36% Of 'Major' Hotels At Risk From Sea Rise


Tribune Business Editor


More than one-third of “major” Bahamian hotels will be impacted by just a one metre sea level rise, with a regional study calling for “serious and urgent” action to address the likely climate change impacts on this nation.

The study, published earlier this year by CARIBSAVE, which aims to model the impact climate change will have on Caribbean nations, found that apart from impacting 36 per cent of Bahamian hotels, a one-metre sea level rise would also place 38 per cent of this nation’s airports, and 14 per cent of its road network, at risk.

And, when it came to beach erosion, the CARIBSAVE study found that 70 per cent of key tourism properties would be impacted. On Harbour Island alone, it was estimated that a one metre rise in sea level would cause the “loss of seven high-value tourism properties”.

Detailing the results of its Bahamas coastal surveys, the CARIBSAVE study noted: “Results of these surveys indicate that a one-metre sea level rise places 36 per cent of the major tourism properties at risk, along with 38 per cent of airport lands, 14 per cent of road networks and 90 per cent of seaport lands.

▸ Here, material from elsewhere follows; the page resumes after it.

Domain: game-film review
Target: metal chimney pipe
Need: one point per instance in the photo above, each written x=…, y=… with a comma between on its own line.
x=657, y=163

“With a two-metre sea level rise, 50 per cent of major tourism resorts will be impacted. Critical beach assets will be affected much earlier than sea level rise-induced erosion damages to infrastructure. Indeed, once erosion is damaging infrastructure, it means the beach, a vital tourism asset, has essentially disappeared. With 100 metres of erosion, resulting from a one metre sea level rise, 70 per cent of the major tourism resorts will be impacted.”

A two-metre sea level rise, the CARIBSAVE study estimated, would impact 53 per cent of airports and 19 per cent of the Bahamas’ road network. While the economic impact of all this had yet to be determined, the report said an earlier study had estimated the Bahamian tourism industry alone could expect annual losses of between $869 million to $946 million due to sea level rise.

“With 80 per cent of the land lying less than one metre above sea level, all sectors in the Bahamas are highly vulnerable to sea level rise and storm surge,” the report added.

The effects, the CARIBSAVE study said, would be three-fold - a loss of land and its uses; a loss of economic value from existing businesses and communities; and the knock-on effects on other industries such as agriculture.

“The majority of infrastructure and settlements in the Bahamas, like most small island developing states, are located on or near the coast, including government, health, commercial and transportation facilities,” the CARIBSAVE study said.

“The high density tourism development on the coast is particularly vulnerable to climate change and sea level rise, and increases the risk of degradation of coastal and marine biodiversity, thereby reducing its resilience to climate change impacts such as sea level rise and storm surge.”

Looking at Eleuthera and Harbour Island alone, the CARIBSAVE study found that just a 0.5 metre rise in sea level would “innundate” 69 per cent of beaches. And there would also be the “loss of seven high value tourism properties on Harbour Island from the long-term erosion associated with a one-metre sea level rise”.

Analysing the implications of its findings, the CARIBSAVE study said they “reinforce that serious, comprehensive and urgent action that addresses the challenges of adapting to sea level rise is needed in the Bahamas.

“One priority area is to build a full inventory of existing coastal protective defences so that structural protection can be optimised now and into the future, for example, existing seawalls that are in disrepair do not serve their anticipated erosion protection purpose..........

“The Bahamas needs a policy for coastal protection and environmental buffer zones, including an official environmental impact assessment (EIA) mechanism so that Bahamians are protected from storm surge impacts, but also so that future developments are built with an understanding of the projected changes in the coastal zone. The Bahamas Environment, Science and Technology Commission (BEST) has created EIA Guidelines, but they are yet to be enacted.”